Doug didn't mention it to anyone, but he set a date for his return to the court for mid-1996. As the day neared, his weightlifting became more intense. The lower back is the locus of power for a racquetball player's vicious swing, and Doug didn't want to take one good swipe and end up back in the hospital. He made a few tentative trips to the court by himself, hitting for a few minutes and then retreating. Finally, two and half years after his surgery, Doug asked his friend Kachtik to hit with him.
"It was like a veil was lifted," Doug remembers. "[The accident] was the greatest thing that ever happened to me. I didn't realize the gifts I had. Everything is a gift; you have to recognize you have it. My natural athletic ability, my family and the support I had there, my friendships. My eye-hand coordination, I always thought I had it just because I do.
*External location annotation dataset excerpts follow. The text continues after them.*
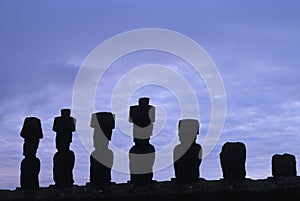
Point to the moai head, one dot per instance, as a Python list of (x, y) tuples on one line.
[(103, 124), (32, 133), (188, 129), (65, 112), (142, 116), (32, 129)]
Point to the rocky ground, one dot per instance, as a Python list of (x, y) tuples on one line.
[(254, 190)]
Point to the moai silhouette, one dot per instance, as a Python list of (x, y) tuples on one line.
[(187, 156), (30, 165), (284, 165), (64, 158), (233, 159), (142, 154), (101, 160)]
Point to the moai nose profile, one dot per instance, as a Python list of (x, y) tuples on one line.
[(187, 156), (233, 158), (101, 159), (284, 165), (142, 154), (30, 165), (64, 158)]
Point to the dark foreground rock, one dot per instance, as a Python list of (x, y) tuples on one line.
[(258, 190)]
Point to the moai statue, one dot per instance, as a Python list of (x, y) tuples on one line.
[(284, 165), (64, 158), (187, 156), (142, 154), (101, 160), (30, 165), (233, 159)]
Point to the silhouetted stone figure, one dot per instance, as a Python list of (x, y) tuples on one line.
[(142, 154), (30, 165), (233, 159), (64, 158), (187, 155), (284, 165), (102, 158)]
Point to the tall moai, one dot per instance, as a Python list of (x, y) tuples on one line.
[(187, 156), (30, 165), (142, 154), (101, 159), (284, 165), (64, 158), (233, 159)]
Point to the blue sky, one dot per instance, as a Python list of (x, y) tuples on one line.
[(254, 44)]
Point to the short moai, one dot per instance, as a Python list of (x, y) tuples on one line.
[(64, 158), (101, 159), (142, 154), (30, 165), (284, 165), (233, 159), (187, 156)]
There was never any thought to give thanks, of any gratefulness.
"My timing was off, my cardio was off, but I felt awesome. It was huge. It was my life. I was back."
Doug's renovation continued apace, inside and out. A year after his return to the court, he won the Texas state championship in the open division. A lot of players compete both in the open and pro divisions, and Doug was beating guys at the pro level. He started playing the pro tour and picked up a few sponsors, including a multi-year deal with the equipment manufacturer Head that provided a nice stipend and as much free gear as he asked for -- racquets, shoes, clothing, luggage, whatever. Free of financial pressure, he ascended the U.S. rankings, reaching as high as number 11.